From 8ade6bf0476b510499488f499156604172b8d1fc Mon Sep 17 00:00:00 2001
From: Marc Cromme <marc@indexdata.dk>
Date: Thu, 1 Mar 2007 11:21:20 +0000
Subject: [PATCH] removed section on special record retrieval features, which
 need a rewrite - only commented out. added section on
 debugging of DOM filter configurations added a bullet point
 on semantics of DOM filter explaining that records not
 emerging record and index instructions are discarted, i.e.
 dropped on the floor.
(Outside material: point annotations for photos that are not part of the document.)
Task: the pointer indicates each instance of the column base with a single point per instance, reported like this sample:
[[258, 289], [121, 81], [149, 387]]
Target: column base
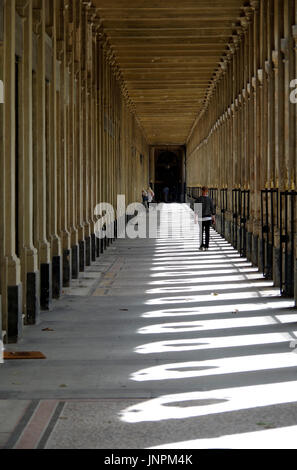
[[45, 286], [57, 277], [32, 299], [249, 245], [255, 249], [75, 261], [88, 251], [93, 247], [15, 314], [82, 256], [276, 266], [260, 255], [97, 247], [66, 268]]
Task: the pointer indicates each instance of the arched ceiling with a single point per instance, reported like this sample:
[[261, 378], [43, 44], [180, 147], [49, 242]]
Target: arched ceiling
[[167, 51]]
This meets Seb's wishes for the
 gutenberg collection

---
 doc/recordmodel-domxml.xml |   39 ++++++++++++++++++++++++++++++++++++---
 1 file changed, 36 insertions(+), 3 deletions(-)
diff --git a/doc/recordmodel-domxml.xml b/doc/recordmodel-domxml.xml
index bb5b300..a9b85db 100644
--- a/doc/recordmodel-domxml.xml
+++ b/doc/recordmodel-domxml.xml
@@ -1,5 +1,5 @@
 <chapter id="record-model-domxml">
-  <!-- $Id: recordmodel-domxml.xml,v 1.9 2007-02-22 15:44:19 marc Exp $ -->
+  <!-- $Id: recordmodel-domxml.xml,v 1.10 2007-03-01 11:21:20 marc Exp $ -->
   <title>&dom; &xml; Record Model and Filter Module</title>
 
   <para>
@@ -400,6 +400,19 @@
          <xref linkend="fields-and-charsets"/> for details.
          </para>
        </listitem>
+       <listitem>
+         <para> 
+         &dom; input documents which are not resulting in both one
+         unique valid 
+         <literal>record</literal> instruction and one or more valid 
+         <literal>index</literal> instructions can not be searched and
+         found. Therefore,
+         invalid document processing is aborted, and any content of
+         the <literal>&lt;extract&gt;</literal> and 
+         <literal>&lt;store&gt;</literal> pipelines is discarted.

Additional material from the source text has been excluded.